Une récolte d’huiles essentielles correcte

En pleine terre, un concept de « Phytotertre » (voir le schéma ci-dessus) a été imaginé pour cultiver les végétaux en collectant les eaux de ruissellement. L’eau chargée en métaux est épurée en sortie de drain et régénérée en solution déminéralisante pour l’arrosage. Une fois par an, les plantes sont récoltées, les huiles essentielles extraites. La plantation a été réalisée sur bâche pour éviter la diffusion de poussière vers le voisinage. Une station météo reliée à une sonde d’humidité gère l’arrosage et offre la possibilité d’intervenir à distance en cas de panne. En cours d’essai, la parcelle a été abritée pour éviter le brouillage dû à la pluie.

Le séchage et la concentration des boues formées par les lixiviats analysés n’a permis de diviser que par trois les volumes finaux à mettre en décharge, trop peu pour obtenir une rentabilité du processus. Et surtout, en pleine terre, la diminution de la teneur en métaux est assez insignifiante d’une année à l’autre, alors qu’en serre il semblait qu’en trois ans un sol puisse être dépollué.

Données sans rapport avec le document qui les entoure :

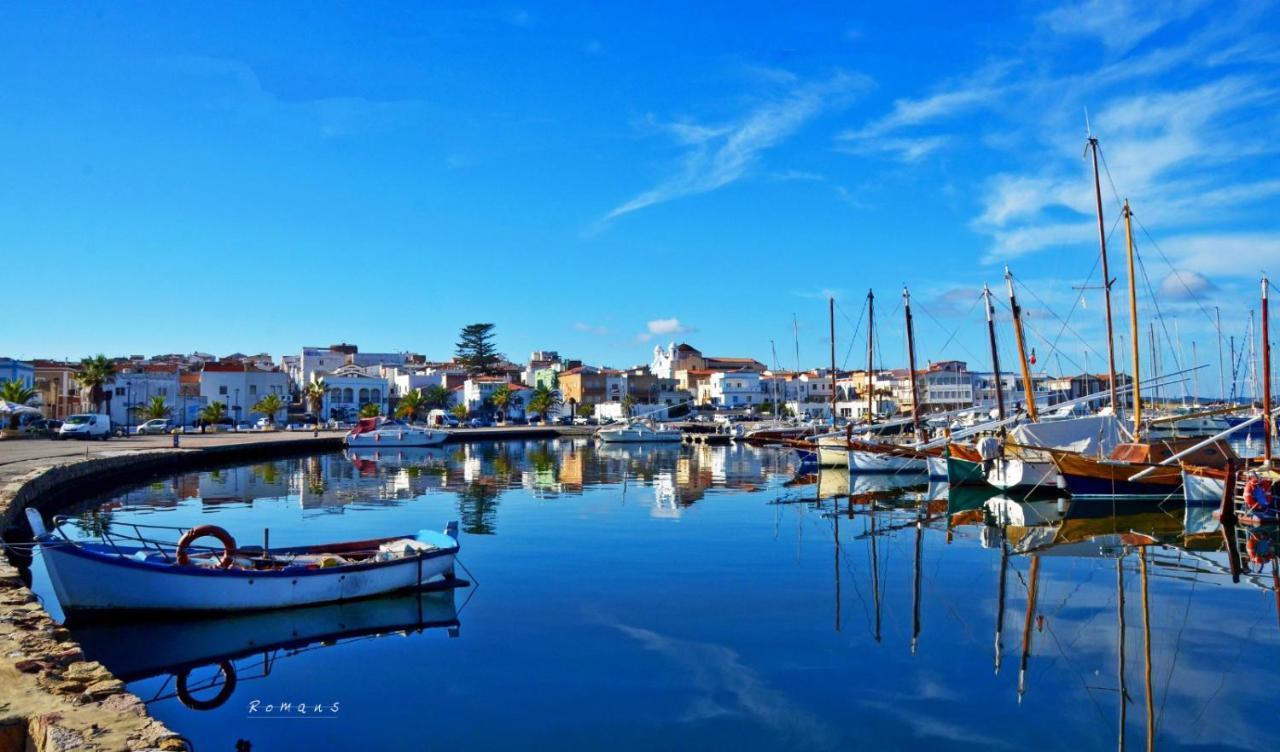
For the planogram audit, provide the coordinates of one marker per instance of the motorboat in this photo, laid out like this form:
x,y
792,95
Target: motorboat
x,y
638,432
376,432
129,568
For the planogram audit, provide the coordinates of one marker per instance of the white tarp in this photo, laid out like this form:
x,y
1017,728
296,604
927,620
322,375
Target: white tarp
x,y
1091,435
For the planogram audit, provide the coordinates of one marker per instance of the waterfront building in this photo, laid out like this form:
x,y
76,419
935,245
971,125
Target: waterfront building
x,y
241,385
58,391
131,389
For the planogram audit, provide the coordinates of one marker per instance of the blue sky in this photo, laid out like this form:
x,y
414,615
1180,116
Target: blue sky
x,y
597,179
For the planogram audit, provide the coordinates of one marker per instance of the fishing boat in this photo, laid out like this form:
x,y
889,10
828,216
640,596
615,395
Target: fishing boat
x,y
129,569
638,432
376,432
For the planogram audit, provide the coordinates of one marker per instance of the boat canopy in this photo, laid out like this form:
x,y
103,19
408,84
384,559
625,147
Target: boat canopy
x,y
1091,435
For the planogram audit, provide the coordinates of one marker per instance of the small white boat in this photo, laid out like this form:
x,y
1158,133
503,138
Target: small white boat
x,y
123,572
638,432
375,432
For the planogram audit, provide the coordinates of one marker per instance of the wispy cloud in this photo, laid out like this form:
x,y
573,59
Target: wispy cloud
x,y
590,328
722,154
662,326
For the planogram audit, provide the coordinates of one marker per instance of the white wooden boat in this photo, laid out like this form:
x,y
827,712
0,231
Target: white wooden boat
x,y
122,572
378,432
638,432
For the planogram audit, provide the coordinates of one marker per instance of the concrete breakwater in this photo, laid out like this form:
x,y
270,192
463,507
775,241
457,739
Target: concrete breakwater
x,y
50,697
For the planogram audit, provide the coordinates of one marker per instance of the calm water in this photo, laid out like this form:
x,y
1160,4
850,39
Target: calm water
x,y
705,597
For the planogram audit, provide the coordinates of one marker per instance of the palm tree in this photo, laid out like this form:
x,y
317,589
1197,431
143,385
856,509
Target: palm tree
x,y
314,394
214,412
152,409
411,406
544,400
19,393
501,398
94,374
269,406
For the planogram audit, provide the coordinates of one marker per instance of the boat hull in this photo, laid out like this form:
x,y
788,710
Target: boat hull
x,y
878,462
90,579
397,438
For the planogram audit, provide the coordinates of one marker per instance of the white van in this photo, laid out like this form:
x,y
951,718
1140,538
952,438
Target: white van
x,y
86,426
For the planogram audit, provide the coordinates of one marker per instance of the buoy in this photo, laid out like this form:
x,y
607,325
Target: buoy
x,y
211,531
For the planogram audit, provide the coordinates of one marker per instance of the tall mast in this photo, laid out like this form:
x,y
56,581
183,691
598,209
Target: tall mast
x,y
1106,276
1028,388
995,353
1133,330
871,356
1266,376
1221,367
910,365
832,310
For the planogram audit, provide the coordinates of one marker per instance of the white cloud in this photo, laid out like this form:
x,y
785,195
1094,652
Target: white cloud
x,y
720,155
662,326
1119,24
590,328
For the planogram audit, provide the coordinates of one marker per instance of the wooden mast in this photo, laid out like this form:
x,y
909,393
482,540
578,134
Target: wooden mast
x,y
832,311
1106,276
910,365
1028,388
1133,329
871,356
1266,377
995,353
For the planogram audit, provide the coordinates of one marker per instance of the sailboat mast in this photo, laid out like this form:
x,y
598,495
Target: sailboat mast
x,y
1028,388
871,356
910,365
995,353
1133,330
1267,426
1106,276
832,310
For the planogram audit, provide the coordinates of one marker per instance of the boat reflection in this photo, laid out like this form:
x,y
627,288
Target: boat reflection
x,y
204,660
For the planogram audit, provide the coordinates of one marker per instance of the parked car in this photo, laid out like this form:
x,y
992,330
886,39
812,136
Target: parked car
x,y
86,426
42,427
155,426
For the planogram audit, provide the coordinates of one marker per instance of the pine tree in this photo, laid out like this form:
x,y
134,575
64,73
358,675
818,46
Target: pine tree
x,y
475,349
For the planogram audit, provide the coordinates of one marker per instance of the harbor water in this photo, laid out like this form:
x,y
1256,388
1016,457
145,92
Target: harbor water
x,y
718,597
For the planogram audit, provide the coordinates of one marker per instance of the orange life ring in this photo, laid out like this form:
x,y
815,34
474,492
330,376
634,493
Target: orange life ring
x,y
208,530
1261,548
1251,494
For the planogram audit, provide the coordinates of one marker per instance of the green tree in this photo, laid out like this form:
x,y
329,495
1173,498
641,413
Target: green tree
x,y
411,406
314,395
437,398
94,374
544,400
475,349
214,412
269,406
19,393
152,409
499,399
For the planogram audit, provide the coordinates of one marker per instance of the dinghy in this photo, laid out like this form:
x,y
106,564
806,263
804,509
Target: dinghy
x,y
128,569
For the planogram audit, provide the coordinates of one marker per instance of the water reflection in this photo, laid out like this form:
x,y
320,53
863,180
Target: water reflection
x,y
675,596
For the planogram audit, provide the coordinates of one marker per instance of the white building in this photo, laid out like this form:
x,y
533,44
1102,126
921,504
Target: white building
x,y
133,389
240,386
347,389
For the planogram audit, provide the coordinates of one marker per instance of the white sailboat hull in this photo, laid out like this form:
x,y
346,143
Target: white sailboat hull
x,y
877,462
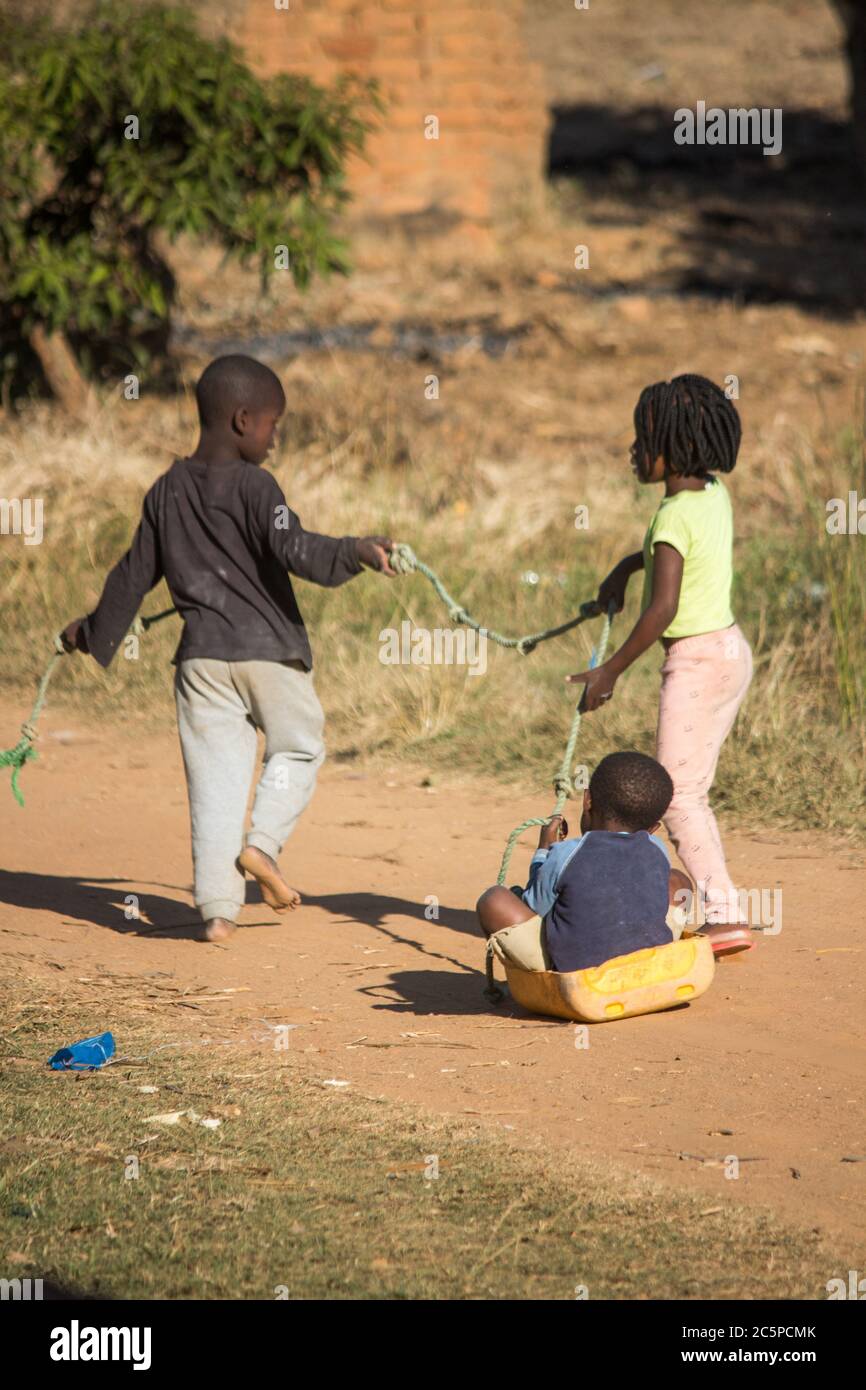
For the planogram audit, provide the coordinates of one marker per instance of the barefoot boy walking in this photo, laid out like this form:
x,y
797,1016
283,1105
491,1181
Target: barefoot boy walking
x,y
218,530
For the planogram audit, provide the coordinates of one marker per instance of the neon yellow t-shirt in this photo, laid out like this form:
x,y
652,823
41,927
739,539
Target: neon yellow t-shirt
x,y
701,527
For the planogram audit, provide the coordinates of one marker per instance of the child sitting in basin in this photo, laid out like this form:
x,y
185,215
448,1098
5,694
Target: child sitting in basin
x,y
603,894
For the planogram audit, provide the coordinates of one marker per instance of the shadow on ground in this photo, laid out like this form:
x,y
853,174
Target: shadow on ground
x,y
762,230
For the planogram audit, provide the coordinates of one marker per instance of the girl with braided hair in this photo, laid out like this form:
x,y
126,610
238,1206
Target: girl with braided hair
x,y
687,432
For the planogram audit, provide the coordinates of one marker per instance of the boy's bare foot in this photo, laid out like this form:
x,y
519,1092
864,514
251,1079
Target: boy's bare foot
x,y
264,870
217,929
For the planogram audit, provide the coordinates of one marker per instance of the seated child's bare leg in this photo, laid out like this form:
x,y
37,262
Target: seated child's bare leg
x,y
266,872
501,908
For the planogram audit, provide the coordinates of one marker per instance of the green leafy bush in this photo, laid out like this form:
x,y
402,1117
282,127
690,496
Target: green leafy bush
x,y
218,153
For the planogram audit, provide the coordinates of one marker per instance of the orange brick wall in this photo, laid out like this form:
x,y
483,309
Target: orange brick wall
x,y
460,60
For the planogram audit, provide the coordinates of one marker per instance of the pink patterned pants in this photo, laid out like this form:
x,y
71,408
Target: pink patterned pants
x,y
704,683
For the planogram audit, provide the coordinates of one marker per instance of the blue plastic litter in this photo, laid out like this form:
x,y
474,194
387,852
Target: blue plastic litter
x,y
86,1055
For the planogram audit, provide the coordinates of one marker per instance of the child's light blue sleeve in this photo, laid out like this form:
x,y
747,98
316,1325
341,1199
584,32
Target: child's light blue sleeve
x,y
545,872
658,841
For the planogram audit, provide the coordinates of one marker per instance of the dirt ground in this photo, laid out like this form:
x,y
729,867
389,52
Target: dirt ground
x,y
769,1065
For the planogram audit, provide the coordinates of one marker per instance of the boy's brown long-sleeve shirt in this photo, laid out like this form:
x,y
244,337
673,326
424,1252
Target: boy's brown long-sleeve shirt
x,y
223,537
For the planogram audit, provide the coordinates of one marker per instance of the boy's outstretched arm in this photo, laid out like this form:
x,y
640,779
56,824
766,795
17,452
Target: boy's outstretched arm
x,y
131,578
321,559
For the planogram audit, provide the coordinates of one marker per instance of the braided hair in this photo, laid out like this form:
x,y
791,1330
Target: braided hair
x,y
690,423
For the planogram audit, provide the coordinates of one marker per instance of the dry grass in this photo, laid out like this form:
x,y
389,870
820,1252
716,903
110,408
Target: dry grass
x,y
484,503
319,1191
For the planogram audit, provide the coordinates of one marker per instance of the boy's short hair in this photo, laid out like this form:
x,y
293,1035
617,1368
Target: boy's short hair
x,y
631,788
234,381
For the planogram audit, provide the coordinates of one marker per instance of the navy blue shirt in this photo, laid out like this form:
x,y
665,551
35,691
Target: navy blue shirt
x,y
602,895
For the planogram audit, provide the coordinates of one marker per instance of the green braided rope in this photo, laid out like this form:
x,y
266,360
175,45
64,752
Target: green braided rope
x,y
24,751
563,786
17,756
406,562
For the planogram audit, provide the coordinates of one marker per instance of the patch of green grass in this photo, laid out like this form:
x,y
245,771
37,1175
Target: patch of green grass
x,y
323,1193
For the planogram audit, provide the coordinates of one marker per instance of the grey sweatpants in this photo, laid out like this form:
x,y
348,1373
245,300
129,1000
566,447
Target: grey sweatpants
x,y
220,706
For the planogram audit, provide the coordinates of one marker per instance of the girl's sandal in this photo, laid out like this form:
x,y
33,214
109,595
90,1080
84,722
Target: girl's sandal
x,y
727,938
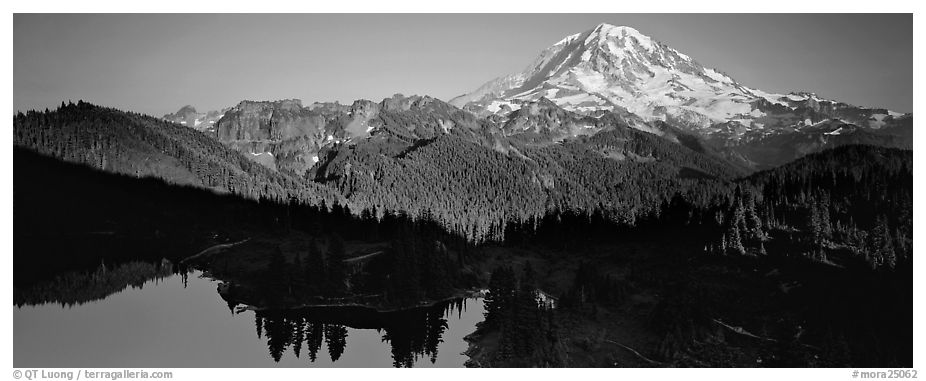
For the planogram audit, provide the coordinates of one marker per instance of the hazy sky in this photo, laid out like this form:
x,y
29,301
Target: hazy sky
x,y
157,63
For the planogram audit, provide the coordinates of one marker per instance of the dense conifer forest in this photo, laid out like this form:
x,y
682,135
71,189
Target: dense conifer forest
x,y
618,219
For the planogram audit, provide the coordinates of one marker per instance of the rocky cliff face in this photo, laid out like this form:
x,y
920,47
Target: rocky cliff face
x,y
188,116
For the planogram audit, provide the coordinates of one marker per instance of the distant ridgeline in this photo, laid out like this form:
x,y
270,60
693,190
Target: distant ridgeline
x,y
483,184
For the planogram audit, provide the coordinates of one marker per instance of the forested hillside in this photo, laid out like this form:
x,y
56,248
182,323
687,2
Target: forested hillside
x,y
143,146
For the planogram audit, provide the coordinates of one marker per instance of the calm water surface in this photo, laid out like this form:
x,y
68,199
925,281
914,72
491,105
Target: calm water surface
x,y
166,323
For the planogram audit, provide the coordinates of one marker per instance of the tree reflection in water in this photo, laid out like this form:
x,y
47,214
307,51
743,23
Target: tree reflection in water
x,y
412,334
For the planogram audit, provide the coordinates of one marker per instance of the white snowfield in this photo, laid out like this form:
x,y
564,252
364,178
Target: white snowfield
x,y
611,67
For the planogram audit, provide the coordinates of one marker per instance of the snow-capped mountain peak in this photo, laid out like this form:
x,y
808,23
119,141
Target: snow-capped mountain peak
x,y
618,68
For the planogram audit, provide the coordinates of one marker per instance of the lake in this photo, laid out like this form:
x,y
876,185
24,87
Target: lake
x,y
181,321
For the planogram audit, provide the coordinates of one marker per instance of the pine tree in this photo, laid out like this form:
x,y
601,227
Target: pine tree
x,y
336,272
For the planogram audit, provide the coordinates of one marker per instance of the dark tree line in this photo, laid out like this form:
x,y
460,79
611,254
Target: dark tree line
x,y
514,308
412,334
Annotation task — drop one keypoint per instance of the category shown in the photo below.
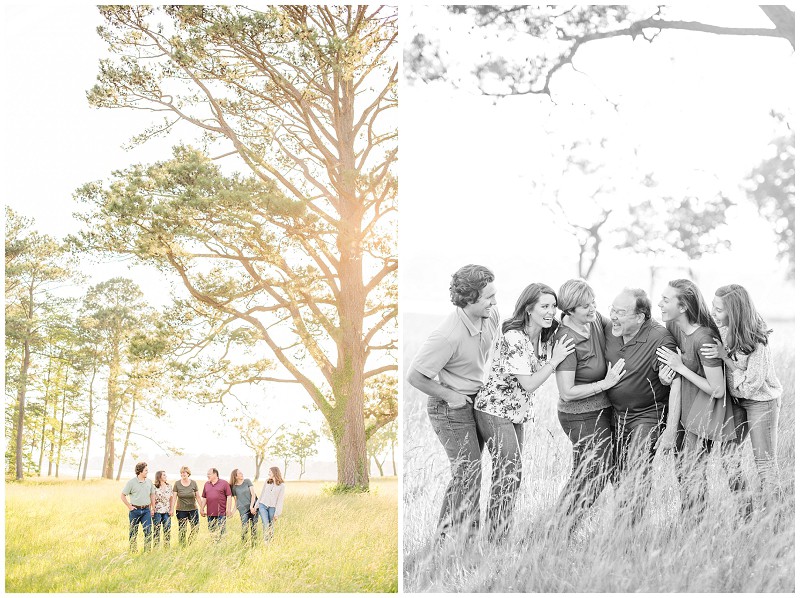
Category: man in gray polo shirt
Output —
(141, 505)
(456, 354)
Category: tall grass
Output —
(708, 550)
(73, 537)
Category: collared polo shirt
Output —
(457, 351)
(139, 491)
(639, 390)
(216, 496)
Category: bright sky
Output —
(54, 142)
(697, 106)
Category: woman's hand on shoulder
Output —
(614, 373)
(714, 350)
(563, 347)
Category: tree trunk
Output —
(259, 461)
(127, 438)
(44, 415)
(91, 420)
(21, 392)
(111, 417)
(51, 457)
(61, 428)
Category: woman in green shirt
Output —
(185, 503)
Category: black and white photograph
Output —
(597, 298)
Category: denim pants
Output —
(635, 439)
(762, 421)
(504, 443)
(216, 525)
(457, 431)
(191, 518)
(267, 515)
(592, 457)
(248, 520)
(135, 517)
(693, 452)
(161, 520)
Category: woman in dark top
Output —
(244, 493)
(691, 423)
(185, 503)
(584, 411)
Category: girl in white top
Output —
(751, 375)
(270, 503)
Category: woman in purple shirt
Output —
(584, 411)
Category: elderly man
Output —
(639, 399)
(216, 503)
(141, 505)
(456, 354)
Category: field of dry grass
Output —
(667, 551)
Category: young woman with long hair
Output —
(244, 496)
(270, 503)
(704, 413)
(162, 517)
(751, 376)
(524, 355)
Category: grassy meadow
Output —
(69, 536)
(711, 551)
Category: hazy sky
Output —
(54, 142)
(696, 106)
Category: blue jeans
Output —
(592, 457)
(635, 439)
(191, 518)
(504, 443)
(136, 517)
(216, 525)
(161, 520)
(458, 433)
(762, 422)
(267, 515)
(248, 520)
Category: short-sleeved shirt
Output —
(690, 345)
(216, 496)
(639, 392)
(242, 494)
(139, 491)
(163, 495)
(457, 350)
(503, 395)
(186, 495)
(588, 361)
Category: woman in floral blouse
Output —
(524, 355)
(750, 374)
(161, 518)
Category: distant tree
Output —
(303, 444)
(383, 440)
(114, 311)
(771, 187)
(669, 230)
(35, 265)
(302, 251)
(256, 437)
(282, 449)
(565, 31)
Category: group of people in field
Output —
(628, 387)
(152, 505)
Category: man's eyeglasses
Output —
(620, 313)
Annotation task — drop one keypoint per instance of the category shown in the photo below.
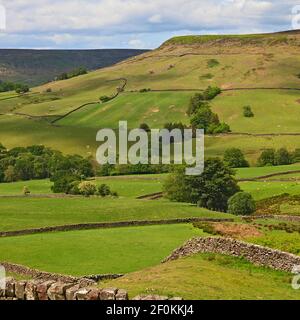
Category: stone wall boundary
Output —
(256, 254)
(104, 225)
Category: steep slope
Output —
(262, 71)
(39, 66)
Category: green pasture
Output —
(209, 277)
(26, 213)
(275, 111)
(96, 251)
(153, 108)
(254, 172)
(268, 189)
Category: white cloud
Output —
(65, 21)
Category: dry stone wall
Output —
(40, 289)
(256, 254)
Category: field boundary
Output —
(269, 176)
(90, 103)
(108, 225)
(256, 254)
(223, 90)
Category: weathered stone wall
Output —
(39, 289)
(34, 273)
(256, 254)
(104, 225)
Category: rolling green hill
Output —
(39, 66)
(257, 70)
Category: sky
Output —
(140, 24)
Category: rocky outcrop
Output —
(256, 254)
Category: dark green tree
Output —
(282, 157)
(242, 203)
(267, 158)
(211, 189)
(234, 158)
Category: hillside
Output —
(257, 70)
(39, 66)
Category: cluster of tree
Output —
(234, 158)
(104, 99)
(119, 170)
(175, 125)
(272, 157)
(201, 115)
(215, 189)
(39, 162)
(75, 73)
(11, 86)
(211, 63)
(73, 184)
(144, 90)
(248, 113)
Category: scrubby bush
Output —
(145, 127)
(87, 188)
(296, 156)
(211, 63)
(204, 118)
(196, 101)
(26, 191)
(218, 128)
(145, 90)
(10, 86)
(235, 158)
(211, 92)
(104, 190)
(283, 157)
(104, 99)
(22, 88)
(248, 113)
(64, 183)
(211, 189)
(241, 203)
(267, 158)
(74, 73)
(271, 157)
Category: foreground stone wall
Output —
(39, 289)
(256, 254)
(104, 225)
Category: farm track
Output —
(91, 103)
(223, 90)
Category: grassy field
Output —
(254, 172)
(183, 67)
(252, 146)
(281, 108)
(96, 251)
(154, 108)
(263, 190)
(20, 213)
(281, 240)
(126, 186)
(205, 277)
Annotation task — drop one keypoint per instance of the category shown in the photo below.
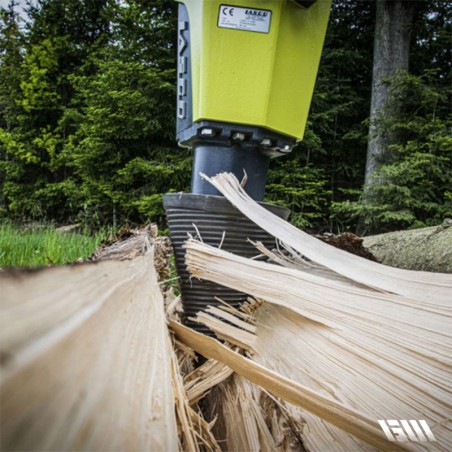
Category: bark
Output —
(394, 20)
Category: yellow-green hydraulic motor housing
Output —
(251, 62)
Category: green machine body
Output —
(249, 63)
(245, 78)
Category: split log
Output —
(385, 355)
(85, 359)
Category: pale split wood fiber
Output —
(418, 285)
(383, 354)
(242, 420)
(335, 412)
(86, 361)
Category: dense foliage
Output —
(87, 119)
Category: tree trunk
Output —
(391, 53)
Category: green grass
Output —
(45, 246)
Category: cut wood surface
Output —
(85, 359)
(418, 285)
(333, 411)
(385, 355)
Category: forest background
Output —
(87, 120)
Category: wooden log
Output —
(386, 355)
(85, 359)
(417, 285)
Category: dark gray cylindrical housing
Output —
(218, 222)
(211, 159)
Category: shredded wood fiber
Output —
(418, 285)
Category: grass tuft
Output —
(45, 246)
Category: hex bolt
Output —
(207, 132)
(238, 136)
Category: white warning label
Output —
(248, 19)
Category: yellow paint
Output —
(255, 78)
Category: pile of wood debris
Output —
(94, 356)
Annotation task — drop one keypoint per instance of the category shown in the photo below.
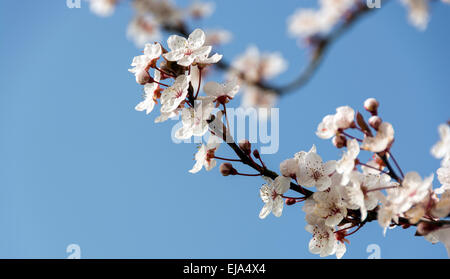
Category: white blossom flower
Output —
(441, 208)
(327, 128)
(442, 148)
(330, 124)
(164, 116)
(143, 29)
(413, 190)
(195, 120)
(330, 206)
(360, 195)
(346, 164)
(400, 199)
(205, 155)
(313, 172)
(103, 7)
(324, 241)
(418, 14)
(444, 178)
(382, 140)
(290, 167)
(172, 96)
(221, 92)
(204, 60)
(186, 51)
(149, 95)
(141, 63)
(271, 195)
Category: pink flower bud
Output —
(256, 153)
(227, 169)
(339, 141)
(142, 77)
(375, 122)
(246, 146)
(290, 201)
(371, 105)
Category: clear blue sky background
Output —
(79, 165)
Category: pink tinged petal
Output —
(186, 60)
(213, 89)
(265, 210)
(333, 220)
(176, 42)
(340, 250)
(209, 166)
(264, 193)
(313, 246)
(282, 184)
(203, 51)
(329, 167)
(277, 206)
(197, 167)
(196, 38)
(323, 183)
(174, 55)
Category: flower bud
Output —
(246, 146)
(142, 77)
(290, 201)
(339, 141)
(371, 105)
(227, 169)
(375, 122)
(256, 154)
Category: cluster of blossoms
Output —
(348, 192)
(182, 97)
(348, 197)
(307, 23)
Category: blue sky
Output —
(79, 165)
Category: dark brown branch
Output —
(319, 48)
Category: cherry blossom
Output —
(442, 148)
(175, 94)
(418, 14)
(330, 124)
(324, 241)
(346, 164)
(382, 140)
(205, 155)
(195, 120)
(271, 196)
(221, 93)
(150, 92)
(183, 51)
(313, 172)
(142, 63)
(329, 206)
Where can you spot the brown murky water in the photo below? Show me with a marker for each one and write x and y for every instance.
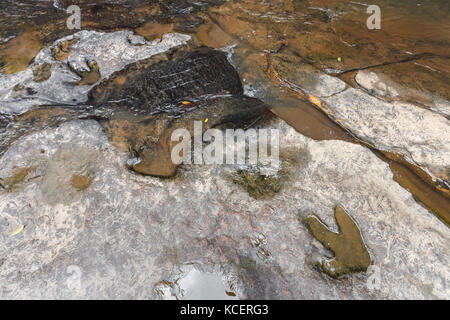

Les arrosages au site de pleine terre étaient très inférieurs à ceux de la modalité sous serre. Le piétinement ajouté aux chélatants a aussi tassé la terre, faisant baisser la fertilité et entraînant des mortalités de plantes. La première année, 350 kg de ma­tière fraîche ont été récoltés, 730 kg la seconde et 453 kg la troisième, à cause des mortalités. La production d’huiles essentielles s’est montée à 3,5 l/ha, soit la moitié du résultat en culture intensive, ce qui est hono­rable vu les conditions. Ces huiles peuvent se vendre 1 000 euros/l.

« Cela peut s’avérer intéressant si un jour on doit proposer ce type de culture à un agriculteur, note Lau­rent­ Thannberger. En conclusion, nous avons combiné chimie et biologie pour accélérer un procédé que nous savions trop long en biologie seule. Il va falloir s’atteler à d’autres projets, car le processus se montre trop lent. Mais il est intéressant car il isole la terre polluée du sol. Celle-ci étant déplacée, cela peut intéresser les aménageurs : traiter des terres in situ reporte le chantier de construction. Enfin, le procédé s’insère dans le paysage, tout en dégageant une bonne odeur, ce qui est plutôt bénéfique lorsque le milieu est urbain. La culture du pélargonium est de meilleur rapport que celle – à visée énergétique – du miscanthus, ce qui est profitable, au moins sur de petites surfaces. Enfin, nous avons créé un nouvel usage du sol, rendant son exploitation compatible malgré sa haute teneur en métaux. »

Autant de perspectives qui pourront s’ouvrir pour plusieurs sites indus­triels comme ceux de la Vallée de la chimie, au sud de Lyon (69).